Presos na cadeia pública no Ceará. Parecer do relator prevê
mais tempo de detenção.
Quando foi elaborado, em 1941, o Código Penal brasileiro encontrava um Brasil muito diferente do atual: as mulheres nem de longe representavam os 45,4% da população economicamente ativa do País, o divórcio estava a 36 anos de ser previsto em lei, o que hoje são organizações criminosas e associações internacionais eram chamadas de bandos (inspirados em Lampião), e o tráfico de drogas não gerava monopólios ou redes de tráfico internacionais.

A sociedade mudou. O debate também. O foco hoje é sobre o casamento gay e a legalização das drogas, pontos inimagináveis há 72 anos. Mas, em vez de promover uma reforma condizente com a realidade atual, o que se vê é um combate a reformas progressistas antes mesmo de o novo código nascer.

Enquanto o vizinho Uruguai busca, a passos largos, um Estado progressista que dê soluções para problemas crônicos, com a descriminalização do aborto até a 12ª semana de gravidez, a legalização da maconha (com o Estado controlando a produção e venda), o Brasil parece caminhar na direção oposta. A proposta da Comissão de Reforma do Código Penal, composta por 16 juristas há dois anos para a elaboração do PLS 236/2012, retrocedeu antes de ser votada nas comissões e plenário do Senado.
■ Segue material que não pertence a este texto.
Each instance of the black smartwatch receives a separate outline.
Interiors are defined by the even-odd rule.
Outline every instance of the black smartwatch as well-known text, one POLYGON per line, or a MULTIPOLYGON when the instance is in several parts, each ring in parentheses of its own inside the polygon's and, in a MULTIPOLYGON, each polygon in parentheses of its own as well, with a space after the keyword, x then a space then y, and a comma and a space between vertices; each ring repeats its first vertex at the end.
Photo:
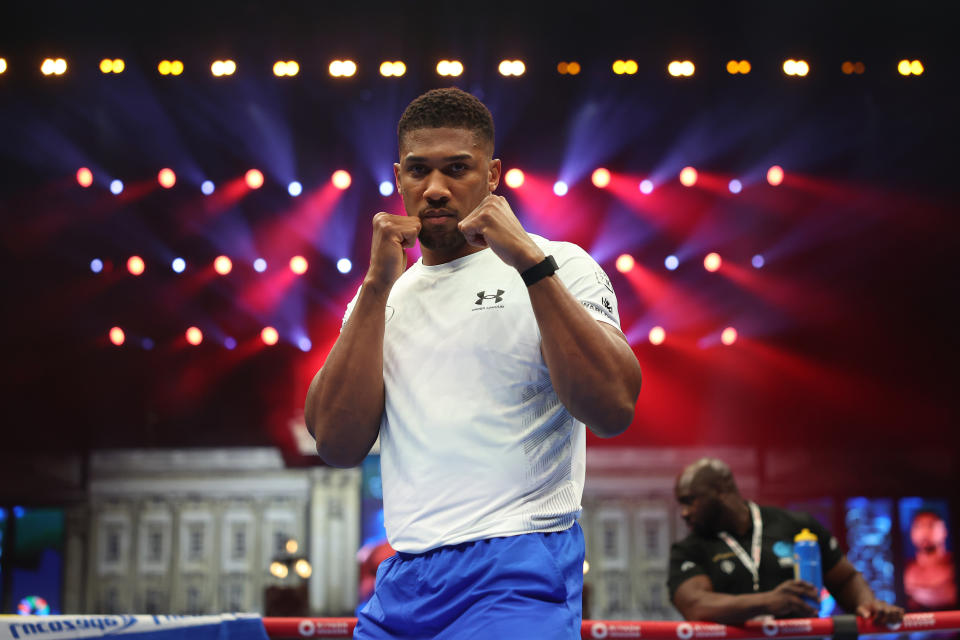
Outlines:
POLYGON ((552 276, 559 268, 553 256, 547 256, 542 262, 522 271, 520 277, 523 278, 523 284, 529 287, 532 284, 540 282, 547 276, 552 276))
Seu relator, o senador Pedro Taques (PDT-MT), limou em seu relatório os pontos mais progressistas (e polêmicos) que o texto proposto pelos juristas continha. Enquanto a comissão propunha que o aborto fosse permitido até a 12ª semana de gestação, o senador manteve a permissão apenas em casos de estupros ou anencefalia. No lugar do cumprimento de um sexto da pena para a progressão de regime, foi pedido pelo parlamentar a necessidade de o réu primário cumprir um quarto para passar do fechado para o semiaberto ou o aberto. Em vez de descriminalizar uma pequena quantidade de drogas que configure uso pessoal, Taques insistiu que, neste caso, o usuário passe por um processo e cumpra penas alternativas. 

Diferentemente da proposta dos juristas, ainda, a eutanásia voltou a ser considerada uma violação da lei pelo relator, que também propôs que a pena mínima de homicídio passe de seis para oito anos, incluiu a corrupção no rol dos crimes hediondos e propôs a tipificação de novos crimes, como o de terrorismo.
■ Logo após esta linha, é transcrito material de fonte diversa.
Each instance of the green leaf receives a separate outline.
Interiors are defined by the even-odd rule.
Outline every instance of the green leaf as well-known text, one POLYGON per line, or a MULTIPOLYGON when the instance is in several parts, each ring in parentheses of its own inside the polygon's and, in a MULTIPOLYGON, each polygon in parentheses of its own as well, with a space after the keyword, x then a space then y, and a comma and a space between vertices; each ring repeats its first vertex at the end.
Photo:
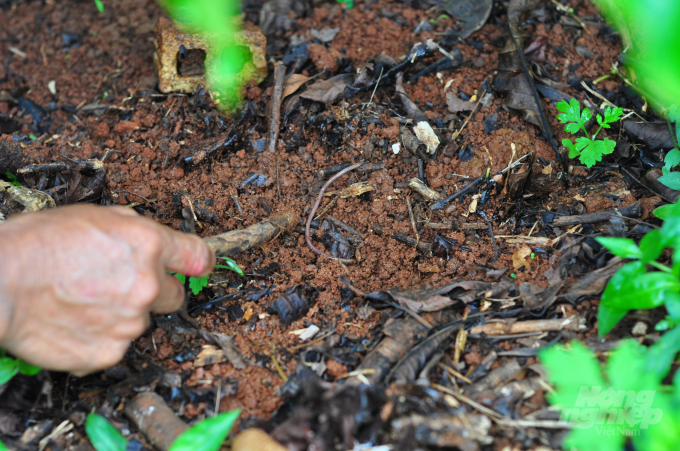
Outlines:
MULTIPOLYGON (((578 139, 576 141, 578 142, 578 139)), ((608 155, 612 153, 615 147, 616 142, 610 141, 608 138, 605 138, 602 141, 588 139, 587 146, 581 151, 581 163, 585 164, 589 168, 593 167, 595 163, 602 160, 602 155, 608 155)))
MULTIPOLYGON (((680 303, 680 295, 676 293, 676 296, 678 299, 675 302, 680 303)), ((649 348, 643 372, 653 374, 657 383, 661 383, 668 376, 678 352, 680 352, 680 328, 676 327, 663 334, 661 339, 649 348)))
POLYGON ((642 252, 640 261, 642 263, 654 261, 661 256, 663 250, 664 243, 661 239, 661 231, 658 229, 652 230, 640 240, 640 251, 642 252))
POLYGON ((592 140, 590 138, 585 136, 579 136, 578 138, 576 138, 576 150, 578 150, 579 152, 582 151, 583 149, 588 147, 591 142, 592 140))
POLYGON ((5 172, 5 177, 7 177, 7 180, 9 180, 9 184, 12 186, 21 186, 21 183, 17 180, 16 175, 12 174, 11 172, 7 171, 5 172))
POLYGON ((667 291, 680 291, 680 281, 673 274, 648 273, 644 263, 632 262, 609 280, 600 305, 619 310, 650 309, 664 303, 667 291))
POLYGON ((24 362, 23 360, 17 359, 17 368, 21 374, 26 376, 35 376, 42 368, 39 366, 31 365, 30 363, 24 362))
POLYGON ((175 276, 175 279, 179 280, 179 282, 182 285, 184 285, 187 281, 187 276, 185 276, 184 274, 174 274, 174 276, 175 276))
POLYGON ((680 150, 678 149, 671 149, 670 152, 666 154, 666 157, 663 159, 664 162, 664 175, 670 172, 671 169, 676 167, 678 164, 680 164, 680 150))
POLYGON ((679 293, 666 293, 666 310, 668 311, 668 316, 673 321, 680 320, 680 294, 679 293))
POLYGON ((203 291, 203 288, 208 286, 208 279, 210 276, 205 277, 189 277, 189 288, 194 296, 203 291))
POLYGON ((97 451, 125 451, 127 440, 106 418, 91 413, 85 421, 85 432, 97 451))
POLYGON ((609 249, 609 252, 621 258, 642 258, 643 254, 635 241, 630 238, 598 237, 595 241, 609 249))
POLYGON ((672 212, 673 205, 662 205, 661 207, 655 209, 652 213, 659 219, 666 220, 672 212))
POLYGON ((0 358, 0 385, 9 382, 18 372, 16 360, 10 357, 0 358))
POLYGON ((581 154, 581 152, 576 150, 576 147, 574 147, 574 143, 571 142, 571 139, 564 138, 562 140, 562 145, 569 150, 569 158, 576 158, 581 154))
POLYGON ((240 414, 241 410, 232 410, 206 418, 177 437, 169 451, 219 450, 240 414))
POLYGON ((604 122, 607 124, 618 122, 621 120, 621 116, 623 116, 623 108, 605 107, 604 109, 604 122))
POLYGON ((670 189, 680 190, 680 172, 669 172, 659 177, 659 182, 670 189))
POLYGON ((0 451, 8 451, 7 447, 5 446, 4 443, 2 443, 2 440, 0 440, 0 451))
MULTIPOLYGON (((586 122, 588 122, 589 118, 586 120, 582 120, 581 105, 578 103, 578 100, 576 99, 571 99, 569 103, 567 103, 565 100, 560 100, 559 102, 557 102, 556 107, 558 111, 562 111, 563 113, 557 115, 557 119, 563 124, 567 122, 576 122, 577 124, 579 124, 580 127, 581 124, 585 124, 586 122)), ((588 108, 585 108, 583 111, 584 112, 588 111, 588 108)), ((588 112, 588 114, 590 114, 590 112, 588 112)))
POLYGON ((581 130, 581 124, 579 124, 578 122, 571 122, 565 125, 564 129, 571 133, 572 135, 575 135, 578 133, 579 130, 581 130))
POLYGON ((602 116, 599 114, 597 115, 597 123, 600 125, 602 128, 611 128, 611 125, 607 124, 606 122, 603 121, 602 116))
POLYGON ((104 14, 104 3, 102 3, 102 0, 94 0, 94 4, 97 6, 99 13, 104 14))
POLYGON ((627 309, 616 309, 600 304, 597 311, 597 333, 604 337, 623 319, 628 313, 627 309))
POLYGON ((230 269, 234 271, 236 274, 238 274, 241 277, 245 277, 245 273, 243 270, 238 266, 238 264, 232 260, 229 257, 218 257, 224 260, 226 265, 215 265, 215 268, 222 268, 222 269, 230 269))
“Nosso trabalho sofreu uma cirurgia para enfeiá-lo. Ao contrário de uma operação reparadora foi feita uma destruidora”, observa o advogado criminalista Técio Lins e Silva, que fez parte do corpo responsável pela reforma na legislação. “O projeto foi mutilado. Como um animal que é levado para ser castrado, retiraram dele todo o vigor para domesticá-lo.”

Para o advogado Eduardo Baker, da ONG Justiça Global, o parecer do senador preocupa, uma vez que “em vez de medidas desencarceradoras, investe em mais prisão, mais punição e tempo de pena”.

“É preocupante atender a essa demanda da sociedade por mais punição e não levar em conta as consequências disso para o sistema prisional”, lembra Baker sobre a população carcerária de quase 600 mil presos no Brasil. “Além disso, transformar um crime em hediondo não significa que ele vai ocorrer menos. Ter mais crimes hediondos, que não preveem progressão de regime, é uma forma de inchar ainda mais o cárcere, que é um espaço de produção de violência e tortura e não de socialização.”

Pressão. Apesar de o senador argumentar que seu parecer é norteado pela “proteção da vida como bem jurídico” e dizer que o Código está “adaptado à realidade histórica na qual vivemos”, há quem diga que Taques vem sendo pressionado por entidades da sociedade civil – como a Associação Pró-Vida e a Conferência Nacional dos Bispos do Brasil – e por parlamentares conservadores e religiosos da chamada “bancada da família”.

“Sempre há soldados de plantão contra temas que representam avanços inexoráveis ao progresso”, protesta Lins e Silva. “Temos aí um retrocesso: o Código Penal, que era da década de 1940, parece estar voltando para 1920. Não esperava que começasse assim. Não nos primeiros 15 minutos do primeiro tempo.”
Depois de receber as emendas parlamentares, o projeto de reforma do Código Penal deve ir, no fim de outubro, para votação na Comissão de Cidadania e Justiça no Senado, antes de seguir para plenário.